As well as the international matches, the tourists played 11 first-class matches against English domestic teams and five other matches on the tour. These included two limited overs matches against the Dutch national team at The Hague towards the end of the tour.

==Tour party==
The New Zealand team was captained by Jeremy Coney, with John Wright as the vice-captain. A tour party of 16 players was selected, including three who were uncapped in Test matches, fast-bowlers Brian Barrett and Willie Watson and backup wicket-keeper Tony Blain. (Note: Both Watson and Blain had made their international debuts for New Zealand in One Day International matches earlier in 1986.) Of the uncapped players, Watson and Blain made their Test match debuts during the tour, Blain playing in the final Test of the tour after first-choice wicket-keeper Ian Smith had become ill with a viral infection. Smith returned to New Zealand during the final Test of the tour and Blain played in each of the remaining matches. (Note: Barrett never played a full international match for New Zealand.)

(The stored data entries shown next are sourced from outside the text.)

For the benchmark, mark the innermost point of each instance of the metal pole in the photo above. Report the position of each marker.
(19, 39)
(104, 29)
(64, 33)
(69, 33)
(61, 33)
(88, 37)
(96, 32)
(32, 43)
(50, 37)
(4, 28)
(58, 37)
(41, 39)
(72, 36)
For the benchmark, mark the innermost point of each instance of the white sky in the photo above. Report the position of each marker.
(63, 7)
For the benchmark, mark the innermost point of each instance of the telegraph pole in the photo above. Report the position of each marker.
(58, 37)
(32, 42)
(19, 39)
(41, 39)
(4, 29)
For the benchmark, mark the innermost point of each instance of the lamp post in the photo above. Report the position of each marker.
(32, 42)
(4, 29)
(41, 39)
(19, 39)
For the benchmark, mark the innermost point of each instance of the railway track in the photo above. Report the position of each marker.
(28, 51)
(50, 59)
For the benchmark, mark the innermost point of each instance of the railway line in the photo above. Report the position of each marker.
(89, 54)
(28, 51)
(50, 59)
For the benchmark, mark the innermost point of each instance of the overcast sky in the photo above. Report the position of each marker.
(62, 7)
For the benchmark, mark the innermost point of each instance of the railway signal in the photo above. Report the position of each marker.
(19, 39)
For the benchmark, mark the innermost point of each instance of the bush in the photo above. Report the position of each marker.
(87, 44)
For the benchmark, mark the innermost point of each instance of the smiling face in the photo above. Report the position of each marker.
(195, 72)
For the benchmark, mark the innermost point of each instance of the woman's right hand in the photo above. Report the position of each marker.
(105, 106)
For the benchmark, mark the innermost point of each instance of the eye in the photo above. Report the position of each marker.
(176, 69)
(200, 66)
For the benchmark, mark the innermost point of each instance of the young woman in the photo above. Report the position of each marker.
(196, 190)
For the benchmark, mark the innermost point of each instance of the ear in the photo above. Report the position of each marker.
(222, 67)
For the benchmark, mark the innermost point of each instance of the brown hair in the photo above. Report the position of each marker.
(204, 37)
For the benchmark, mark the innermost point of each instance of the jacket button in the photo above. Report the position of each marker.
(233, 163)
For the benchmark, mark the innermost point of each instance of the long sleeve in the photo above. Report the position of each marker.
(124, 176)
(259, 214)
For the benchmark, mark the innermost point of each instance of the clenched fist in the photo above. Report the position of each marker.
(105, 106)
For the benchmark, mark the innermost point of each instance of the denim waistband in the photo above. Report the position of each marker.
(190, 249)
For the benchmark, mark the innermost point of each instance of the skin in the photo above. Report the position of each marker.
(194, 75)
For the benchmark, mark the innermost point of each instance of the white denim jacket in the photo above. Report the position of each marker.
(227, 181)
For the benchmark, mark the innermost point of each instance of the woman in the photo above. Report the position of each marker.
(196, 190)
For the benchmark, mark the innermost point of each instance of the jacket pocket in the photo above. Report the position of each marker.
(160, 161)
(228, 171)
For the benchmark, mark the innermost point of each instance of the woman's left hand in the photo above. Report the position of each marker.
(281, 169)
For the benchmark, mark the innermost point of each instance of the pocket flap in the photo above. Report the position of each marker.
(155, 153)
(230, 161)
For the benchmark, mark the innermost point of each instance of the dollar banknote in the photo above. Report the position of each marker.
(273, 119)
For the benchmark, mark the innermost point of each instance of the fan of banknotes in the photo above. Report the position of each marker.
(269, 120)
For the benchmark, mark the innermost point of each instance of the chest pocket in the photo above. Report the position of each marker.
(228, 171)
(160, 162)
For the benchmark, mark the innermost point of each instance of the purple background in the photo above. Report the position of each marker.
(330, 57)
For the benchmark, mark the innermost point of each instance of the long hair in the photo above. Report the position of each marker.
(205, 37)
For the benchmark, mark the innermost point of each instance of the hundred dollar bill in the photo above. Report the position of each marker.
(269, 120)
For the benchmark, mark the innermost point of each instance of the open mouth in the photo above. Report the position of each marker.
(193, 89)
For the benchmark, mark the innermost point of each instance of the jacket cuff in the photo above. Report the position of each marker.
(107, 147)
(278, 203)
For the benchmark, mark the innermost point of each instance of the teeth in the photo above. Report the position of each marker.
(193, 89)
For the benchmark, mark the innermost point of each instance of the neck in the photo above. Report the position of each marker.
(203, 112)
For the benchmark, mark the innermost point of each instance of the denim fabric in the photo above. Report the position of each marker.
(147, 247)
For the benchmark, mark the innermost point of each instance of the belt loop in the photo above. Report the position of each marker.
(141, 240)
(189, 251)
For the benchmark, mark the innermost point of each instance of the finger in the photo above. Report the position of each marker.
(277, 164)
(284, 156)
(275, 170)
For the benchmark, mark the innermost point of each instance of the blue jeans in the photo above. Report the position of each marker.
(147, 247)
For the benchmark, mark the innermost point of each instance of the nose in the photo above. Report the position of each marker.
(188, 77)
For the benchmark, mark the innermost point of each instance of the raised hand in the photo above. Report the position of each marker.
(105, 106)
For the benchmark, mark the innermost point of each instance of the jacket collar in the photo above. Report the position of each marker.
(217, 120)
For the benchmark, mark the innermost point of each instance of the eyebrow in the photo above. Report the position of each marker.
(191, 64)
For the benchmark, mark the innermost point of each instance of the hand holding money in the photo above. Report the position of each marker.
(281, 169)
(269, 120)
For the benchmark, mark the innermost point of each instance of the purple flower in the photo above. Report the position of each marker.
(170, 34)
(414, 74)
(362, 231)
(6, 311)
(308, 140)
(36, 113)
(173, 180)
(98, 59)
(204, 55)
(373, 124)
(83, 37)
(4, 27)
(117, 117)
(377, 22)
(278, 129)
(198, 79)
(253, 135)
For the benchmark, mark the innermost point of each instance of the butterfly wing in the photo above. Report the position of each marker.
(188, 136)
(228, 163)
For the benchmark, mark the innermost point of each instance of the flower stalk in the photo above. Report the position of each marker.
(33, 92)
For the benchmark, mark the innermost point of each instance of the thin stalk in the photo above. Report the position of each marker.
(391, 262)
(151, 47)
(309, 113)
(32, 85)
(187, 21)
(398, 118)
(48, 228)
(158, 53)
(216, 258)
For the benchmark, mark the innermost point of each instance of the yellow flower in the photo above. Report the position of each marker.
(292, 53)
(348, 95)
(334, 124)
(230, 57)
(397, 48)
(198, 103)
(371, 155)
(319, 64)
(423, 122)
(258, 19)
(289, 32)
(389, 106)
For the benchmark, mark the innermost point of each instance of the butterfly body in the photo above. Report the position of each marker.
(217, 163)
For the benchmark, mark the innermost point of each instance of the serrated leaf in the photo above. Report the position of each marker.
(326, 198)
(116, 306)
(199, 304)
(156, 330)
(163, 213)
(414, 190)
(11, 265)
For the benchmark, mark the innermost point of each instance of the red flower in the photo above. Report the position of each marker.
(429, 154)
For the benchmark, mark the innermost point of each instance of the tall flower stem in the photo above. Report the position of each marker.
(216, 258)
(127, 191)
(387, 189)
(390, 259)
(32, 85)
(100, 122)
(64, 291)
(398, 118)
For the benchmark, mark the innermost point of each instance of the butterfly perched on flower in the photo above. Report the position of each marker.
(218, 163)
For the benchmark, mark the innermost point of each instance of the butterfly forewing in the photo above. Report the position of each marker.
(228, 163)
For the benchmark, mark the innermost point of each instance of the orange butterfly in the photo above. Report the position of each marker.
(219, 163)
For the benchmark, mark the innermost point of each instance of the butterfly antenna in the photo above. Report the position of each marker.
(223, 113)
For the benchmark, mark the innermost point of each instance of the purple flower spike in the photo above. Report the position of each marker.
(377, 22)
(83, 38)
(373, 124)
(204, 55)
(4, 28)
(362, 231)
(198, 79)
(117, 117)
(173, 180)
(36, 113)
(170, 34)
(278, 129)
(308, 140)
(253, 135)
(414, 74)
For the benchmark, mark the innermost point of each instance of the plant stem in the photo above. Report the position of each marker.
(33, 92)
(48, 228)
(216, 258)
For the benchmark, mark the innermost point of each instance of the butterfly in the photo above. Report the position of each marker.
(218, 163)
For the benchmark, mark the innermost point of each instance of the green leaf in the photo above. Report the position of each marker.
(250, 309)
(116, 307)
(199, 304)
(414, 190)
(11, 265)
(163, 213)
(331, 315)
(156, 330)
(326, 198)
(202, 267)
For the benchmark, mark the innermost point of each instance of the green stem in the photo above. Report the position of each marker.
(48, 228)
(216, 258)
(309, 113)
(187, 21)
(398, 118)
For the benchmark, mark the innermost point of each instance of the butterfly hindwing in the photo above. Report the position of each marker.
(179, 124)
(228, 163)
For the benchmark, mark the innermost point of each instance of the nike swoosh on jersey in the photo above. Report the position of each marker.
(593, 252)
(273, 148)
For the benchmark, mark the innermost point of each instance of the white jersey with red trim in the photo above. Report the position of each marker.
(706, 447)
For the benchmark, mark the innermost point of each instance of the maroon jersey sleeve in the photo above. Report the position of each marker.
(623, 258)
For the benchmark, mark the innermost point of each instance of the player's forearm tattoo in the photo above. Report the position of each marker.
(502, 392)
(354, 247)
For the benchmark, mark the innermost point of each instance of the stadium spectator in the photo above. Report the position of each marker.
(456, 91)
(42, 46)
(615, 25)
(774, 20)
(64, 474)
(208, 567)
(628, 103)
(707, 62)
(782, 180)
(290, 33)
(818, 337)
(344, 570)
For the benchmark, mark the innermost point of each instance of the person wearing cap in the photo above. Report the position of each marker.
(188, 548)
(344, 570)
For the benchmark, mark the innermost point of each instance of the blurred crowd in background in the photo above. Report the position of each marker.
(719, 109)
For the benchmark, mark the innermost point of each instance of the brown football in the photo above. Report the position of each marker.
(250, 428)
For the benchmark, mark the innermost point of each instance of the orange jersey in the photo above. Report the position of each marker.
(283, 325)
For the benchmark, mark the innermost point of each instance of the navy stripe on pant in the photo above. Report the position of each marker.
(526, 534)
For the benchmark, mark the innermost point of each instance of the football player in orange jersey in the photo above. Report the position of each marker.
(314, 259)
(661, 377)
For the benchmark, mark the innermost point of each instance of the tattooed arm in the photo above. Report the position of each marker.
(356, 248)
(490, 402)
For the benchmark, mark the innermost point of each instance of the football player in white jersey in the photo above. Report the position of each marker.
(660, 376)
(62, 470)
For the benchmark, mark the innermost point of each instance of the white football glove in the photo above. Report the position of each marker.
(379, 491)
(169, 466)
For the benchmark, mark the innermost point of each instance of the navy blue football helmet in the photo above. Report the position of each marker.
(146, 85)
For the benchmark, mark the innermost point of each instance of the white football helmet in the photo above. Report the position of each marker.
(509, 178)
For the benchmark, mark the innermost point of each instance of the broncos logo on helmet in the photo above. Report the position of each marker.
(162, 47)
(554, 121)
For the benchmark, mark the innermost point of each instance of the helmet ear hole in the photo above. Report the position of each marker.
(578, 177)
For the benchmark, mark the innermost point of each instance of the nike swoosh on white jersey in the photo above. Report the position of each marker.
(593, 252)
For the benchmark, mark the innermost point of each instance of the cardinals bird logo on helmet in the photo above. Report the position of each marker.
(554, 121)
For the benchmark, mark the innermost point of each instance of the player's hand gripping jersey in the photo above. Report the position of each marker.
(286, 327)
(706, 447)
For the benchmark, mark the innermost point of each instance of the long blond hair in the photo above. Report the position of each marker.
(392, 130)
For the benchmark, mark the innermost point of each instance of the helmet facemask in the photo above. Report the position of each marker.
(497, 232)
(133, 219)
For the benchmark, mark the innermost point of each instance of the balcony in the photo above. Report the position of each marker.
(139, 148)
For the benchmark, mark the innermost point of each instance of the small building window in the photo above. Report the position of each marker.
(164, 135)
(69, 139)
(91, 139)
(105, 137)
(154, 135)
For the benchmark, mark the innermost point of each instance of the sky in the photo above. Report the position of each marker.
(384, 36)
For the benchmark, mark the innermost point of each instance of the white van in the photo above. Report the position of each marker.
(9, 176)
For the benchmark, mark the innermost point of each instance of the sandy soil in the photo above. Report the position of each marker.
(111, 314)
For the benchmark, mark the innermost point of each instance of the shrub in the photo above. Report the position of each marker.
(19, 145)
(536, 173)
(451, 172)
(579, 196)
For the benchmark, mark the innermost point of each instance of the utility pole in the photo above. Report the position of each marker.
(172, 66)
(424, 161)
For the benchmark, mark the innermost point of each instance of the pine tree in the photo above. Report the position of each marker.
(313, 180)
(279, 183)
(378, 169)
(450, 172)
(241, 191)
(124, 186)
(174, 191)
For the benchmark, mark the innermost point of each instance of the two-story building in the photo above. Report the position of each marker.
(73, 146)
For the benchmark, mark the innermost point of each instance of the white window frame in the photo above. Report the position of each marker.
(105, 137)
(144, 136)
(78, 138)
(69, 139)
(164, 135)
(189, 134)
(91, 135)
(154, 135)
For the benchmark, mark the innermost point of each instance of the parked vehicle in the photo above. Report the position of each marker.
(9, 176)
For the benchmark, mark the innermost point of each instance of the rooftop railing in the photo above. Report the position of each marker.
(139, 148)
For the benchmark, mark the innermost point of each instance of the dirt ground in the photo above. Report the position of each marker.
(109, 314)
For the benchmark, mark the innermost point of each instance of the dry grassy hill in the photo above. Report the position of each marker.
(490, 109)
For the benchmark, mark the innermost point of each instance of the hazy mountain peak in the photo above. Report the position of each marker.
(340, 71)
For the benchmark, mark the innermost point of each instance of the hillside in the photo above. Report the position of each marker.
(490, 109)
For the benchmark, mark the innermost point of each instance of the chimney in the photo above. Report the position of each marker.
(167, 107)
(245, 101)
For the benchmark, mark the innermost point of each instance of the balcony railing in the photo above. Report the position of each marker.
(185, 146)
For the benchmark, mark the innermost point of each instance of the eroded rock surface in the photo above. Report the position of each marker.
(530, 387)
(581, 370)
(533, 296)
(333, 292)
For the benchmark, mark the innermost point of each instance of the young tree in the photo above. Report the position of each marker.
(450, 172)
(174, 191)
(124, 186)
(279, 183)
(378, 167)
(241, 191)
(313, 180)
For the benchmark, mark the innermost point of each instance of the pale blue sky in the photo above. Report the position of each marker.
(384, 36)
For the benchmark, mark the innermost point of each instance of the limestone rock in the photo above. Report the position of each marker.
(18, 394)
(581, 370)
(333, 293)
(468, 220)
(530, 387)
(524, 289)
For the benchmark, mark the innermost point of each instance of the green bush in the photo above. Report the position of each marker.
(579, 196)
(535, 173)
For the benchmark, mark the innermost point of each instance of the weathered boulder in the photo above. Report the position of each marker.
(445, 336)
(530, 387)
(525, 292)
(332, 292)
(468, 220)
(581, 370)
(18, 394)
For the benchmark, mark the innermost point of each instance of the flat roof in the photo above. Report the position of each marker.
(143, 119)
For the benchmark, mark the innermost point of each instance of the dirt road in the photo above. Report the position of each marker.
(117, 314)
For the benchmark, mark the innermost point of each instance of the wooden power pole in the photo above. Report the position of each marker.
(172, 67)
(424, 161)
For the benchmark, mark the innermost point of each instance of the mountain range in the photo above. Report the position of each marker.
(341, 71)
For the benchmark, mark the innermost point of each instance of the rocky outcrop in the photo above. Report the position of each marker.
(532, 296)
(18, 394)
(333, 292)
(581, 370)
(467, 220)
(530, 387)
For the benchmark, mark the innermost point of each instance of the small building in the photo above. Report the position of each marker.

Seven of the team played county cricket during the first part of the English season, including New Zealand's most capped player in the tour party, Richard Hadlee. The all-rounder had been offered a benefit season by his county team Nottinghamshire and an agreement was reached that he would only play for New Zealand in the three Test matches, appearing for Nottinghamshire for the rest of the period of the tour. According to Wisden, this arrangement was seen as beneficial by the New Zealand Cricket Council who saw the tour as an opportunity to develop younger fast bowlers.

- Jeremy Coney (captain)
- John Wright (vice-captain)
- Brian Barrett
- Tony Blain (wicket-keeper)
- John Bracewell
- Ewen Chatfield
- Jeff Crowe
- Martin Crowe
- Bruce Edgar
- Trevor Franklin
- Evan Gray
- Richard Hadlee (Test matches only)
- Ken Rutherford
- Ian Smith (wicket-keeper)
- Derek Stirling
- Willie Watson

==One Day International series==
Before the Test series began, the two teams played a two-match One Day International series. New Zealand won the first match and England the second. The trophy was awarded to New Zealand based on a better run rate.

==Test series==
The first and third matches of the three-match series were drawn. New Zealand won the second match by eight wickets.

==England's four wicket-keepers at Lord's ==
On day two of the first Test at Lord's, England's wicket-keeper Bruce French was hit on the head whilst batting by a delivery from Richard Hadlee. The injury, which occurred during the first innings of the match, forced him to go to hospital with concussion. As a consequence England required the use of a substitute wicket-keeper at the start of New Zealand's first innings. Batsman Bill Athey initially kept wicket but after only two overs former England wicket-keeper Bob Taylor, who had retired from first-class cricket but was working for the match sponsors as a host, replaced Athey, with the consent of the New Zealanders. (Note: The Laws of Cricket at the time permitted a specialist wicket-keeper to act as a substitute. The Laws have since been changed to permit only one of the players who started the match to keep wicket in Test matches.) Taylor kept wicket for the rest of day two before, on the following day, being replaced during the first session by Hampshire wicket-keeper Bobby Parks for the remainder of New Zealand's first innings. Following a rest day and the completion of England's innings, French was able to return on the final day of the match to keep wickets during New Zealand's second innings. None of the four keepers employed by England during the match took a catch or effected a stumping.